John Huston: impressão minha ou dá para ver a marca de exilado na cara desses três?
(Claro, vários desses caras são jornalistas ou seus livros/filmes tem protagonistas que exercem a profissão. Resquícios de uma visão meio romantizada sobre o jornalismo, o "ser correspondente", expertise que deve exigir muito jogo de cintura e poder de observação. Conte aí Euclides da Cunha e seu fundamental Os Sertões - quem me apresentar livro brasileiro melhor ganha eterna consideração)

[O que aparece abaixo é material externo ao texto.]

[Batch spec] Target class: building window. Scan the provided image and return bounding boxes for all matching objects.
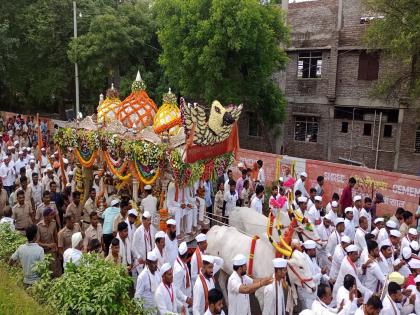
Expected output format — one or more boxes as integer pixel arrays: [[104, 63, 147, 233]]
[[384, 125, 392, 138], [363, 124, 372, 136], [248, 113, 262, 137], [298, 51, 322, 79], [295, 116, 319, 142], [358, 51, 379, 81], [341, 121, 349, 133]]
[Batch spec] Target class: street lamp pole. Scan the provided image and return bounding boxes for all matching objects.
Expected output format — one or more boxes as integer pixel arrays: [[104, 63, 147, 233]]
[[73, 1, 80, 119]]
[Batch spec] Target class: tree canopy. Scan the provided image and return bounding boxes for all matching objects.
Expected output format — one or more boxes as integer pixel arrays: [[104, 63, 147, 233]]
[[154, 0, 288, 148], [365, 0, 420, 99]]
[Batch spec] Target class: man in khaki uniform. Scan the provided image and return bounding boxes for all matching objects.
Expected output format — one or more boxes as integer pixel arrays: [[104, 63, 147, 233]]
[[112, 200, 130, 235], [35, 191, 61, 227], [0, 177, 9, 217], [82, 188, 98, 229], [36, 208, 61, 277], [12, 190, 34, 234], [66, 191, 83, 224], [57, 214, 82, 256], [83, 212, 104, 251]]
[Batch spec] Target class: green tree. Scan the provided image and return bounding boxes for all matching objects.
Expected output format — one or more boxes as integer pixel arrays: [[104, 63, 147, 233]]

Enfim, depois desse name-dropping, todos ficam sabendo: este é um tema que me atrai. O Nostromo? Até agora, maravilhoso, mas livre que exige atenção extrema. Não é algo que se leia em busca de aventura, e sim de poder de observação, de escrita em entrelinha. Muito pouco “narrativo”, por sinal. Demora e muito para que ele saia de um panorama geral (geográfico, até) sem fixar tempo nem personagens como nossos cicerones em Sulaco, a cidade fictícia que é centro do livro. Leio devagar, às vezes a conta-gotas, mas com grande prazer.
Um comentário:
Saymon, valeu o comentário no the cave e pode ficar despreocupado. eu não corro o risco de ficar na fissura por ver um filme por dia. Vejo que você curtiu Nostromo. Recomendo Tufão, do mesmo autor (eu li a edição pocket da LPM). É extraordinário! Aliás, como tudo que o Conrad escreveu. Eu também estou correndo atrás desse os filmes de minha vida. Desse e daquele livro Hitchcock/Truffaut (um livro de entrevistas com dois dos maiores gênios da história do cinema).